Simple and neat! One really has to wonder why this isn’t the default behavior.


For the longest time Prelude included the function prelude-goto-symbol (bound to C-c i). It basically allowed you to jump to any definition in the current source file using imenu behind the curtains.

Recently I’ve found an even better option - the package imenu-anywhere. It works in a pretty similar manner but gives you the ability to jump to any definition in any currently open buffer. That’s quite handy and it greatly reduces the need to use something like etags.

As an added bonus - imenu-anywhere features helm integration.

This is a very handy package and I encourage you to give it a go!

P.S. Prelude users should simply upgrade to the latest version of Prelude (it already uses it).

My Personal Emacs Configuration

From time to time people ask me about my personal Emacs configuration. Other just assume that I use Prelude. For a very long time my personal configuration was pretty similar to Prelude - in a way it was a staging ground for things to go into Prelude eventually (although changes would travel both ways when Prelude users suggest some cool things).

Recently I’ve decided that in the future I want to do a few things with Prelude:

  • extract as much functionality from it as possible into reusable packages (e.g. super-save and crux)
  • adopt there use-package
  • improve the support for Windows (because now I have Windows computer)

As part of these efforts I reworked my personal config into something pretty simple (it’s a single init.el file) and I’ve started experimenting with ideas for the future. Stay tuned for the results!

The config is available here. Perhaps some of you will find something useful there.

Remap Return to Control in GNU/Linux

A long time ago I wrote about remapping Return to Control in OS X. This was the best productivity boost for my Emacs experience ever!

Recently I’ve bought a Windows ultrabook (wanted something as light as MacBook Air, but more powerful and versatile) and I’m doing most of my work there in a Xubuntu VM. The first thing I did while setting up Xubuntu was to figure out how to do the aforementioned remapping.

In my original post some people suggested the tool xcape, so I took a look at it.

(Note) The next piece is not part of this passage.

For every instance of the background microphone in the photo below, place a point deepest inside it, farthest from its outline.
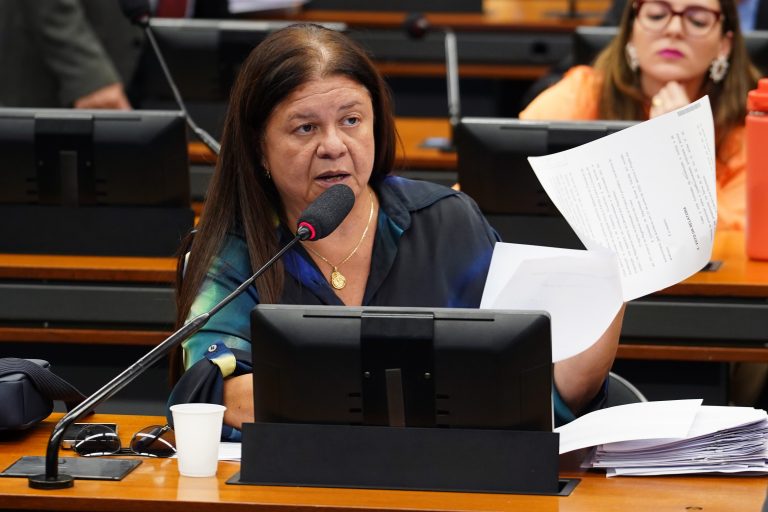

The tool can certainly use some documentation improvements (and pre-built packages), but it gets the job done. After you’ve installed it you just need to add the following to your login shell’s init file (e.g. .bash_profile) and you’re in business:

xmodmap -e "remove Control = Control_R"
xmodmap -e "keycode 0x69 = Return"
xmodmap -e "keycode 0x24 = Control_R"
xmodmap -e "add Control = Control_R"

xcape -t 10000 -e "Control_R=Return"

Obviously the first time around you should source .bash_profile after updating it:

$ . .bash_profile

This is definitely a lot more work than just clicking in the GUI of the wonderful Karabiner, but it yields the desired results and that’s what’s important at the end of the day.

Now if only there was a way to achieve the same result in Windows…

P.S. vim users will love xcape. Its default behaviour is to generate the Escape key when Left Control is pressed and released on its own.